Work in progress, 2025,
courtesy of the artist and Klemm’s, Berlin

Work in progress, 2025,
courtesy of the artist and Klemm’s, Berlin
Interplaying their diverse physical properties and cultural meanings, Chan continues her investigation of materiality and layered temporality through her astute sensitivity to material objects and her deep reverence for process. In Spiral Diaries, the recurring motifs of natural forms, mollusks, plants, and whelk egg cases probe her perpetual fascination with the unsettling metamorphosis of the natural world, particularly the mollusk’s supreme resilience and their ability to shapeshift by reconfiguring and repurposing individual body parts through natural selection for billions of years.

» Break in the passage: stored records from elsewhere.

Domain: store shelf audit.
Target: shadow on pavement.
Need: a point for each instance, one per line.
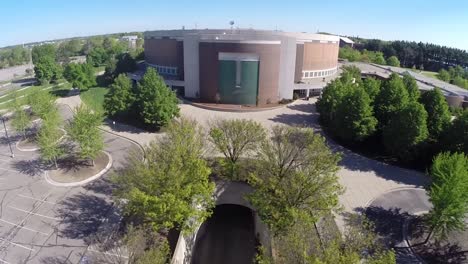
(30, 167)
(82, 216)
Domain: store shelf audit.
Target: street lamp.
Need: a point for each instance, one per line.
(8, 138)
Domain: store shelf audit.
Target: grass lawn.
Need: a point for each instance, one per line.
(59, 90)
(429, 74)
(94, 98)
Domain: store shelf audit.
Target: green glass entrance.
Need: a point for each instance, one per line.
(238, 82)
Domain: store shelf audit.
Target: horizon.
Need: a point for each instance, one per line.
(55, 20)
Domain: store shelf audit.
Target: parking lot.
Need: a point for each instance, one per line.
(41, 223)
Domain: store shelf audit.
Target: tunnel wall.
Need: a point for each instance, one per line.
(226, 192)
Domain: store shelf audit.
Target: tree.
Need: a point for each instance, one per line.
(359, 244)
(125, 63)
(438, 113)
(42, 52)
(120, 97)
(443, 75)
(157, 103)
(42, 103)
(330, 99)
(48, 138)
(412, 87)
(295, 178)
(372, 87)
(455, 138)
(393, 61)
(172, 186)
(47, 70)
(84, 130)
(406, 130)
(379, 58)
(98, 56)
(21, 120)
(80, 75)
(448, 194)
(234, 139)
(354, 116)
(392, 98)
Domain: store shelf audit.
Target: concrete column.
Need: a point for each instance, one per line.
(191, 66)
(287, 67)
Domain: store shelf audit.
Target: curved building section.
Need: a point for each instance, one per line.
(246, 67)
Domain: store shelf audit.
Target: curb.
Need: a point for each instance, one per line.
(115, 134)
(92, 178)
(233, 110)
(392, 190)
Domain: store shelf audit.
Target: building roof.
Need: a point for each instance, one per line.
(240, 35)
(346, 40)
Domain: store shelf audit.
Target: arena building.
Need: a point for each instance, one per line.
(237, 66)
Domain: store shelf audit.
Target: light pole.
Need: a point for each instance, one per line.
(8, 138)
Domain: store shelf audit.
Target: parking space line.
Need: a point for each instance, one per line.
(23, 227)
(9, 170)
(32, 198)
(106, 253)
(16, 244)
(29, 212)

As shell-makers, mollusks are architects that have turned calcium carbonate in the seawater into ceramic spirals whose afterlife has penetrated human civilization since prehistoric times. Biologists suggest that mollusks can read the patterns on their spiral shells as though they were diary entries, a vital element for their memory and orientation before continuing their construction. In this way, the patterns become a collection of memories etched across their shells, almost like a depiction of movement through time without a complete final image.

Leelee Chan in the studio, 2024,
courtesy of the artist and Klemm’s, Berlin.
Photo/ Janelle Chiang
Instead of a juxtaposition, Chan’s sculptures propose rather a form of composition that encompasses multiple stages of the same material history, thus reflecting the entanglement with the more-than-human world and proposing an alternative way of thinking and learning from other forms of intelligence. In doing so, they underline the irreversible modifications of morphology caused by human decisions as they question the fundamental notion of progress and development, ultimately offering an alternative view of the Western constructs of human-centric advancement and growth.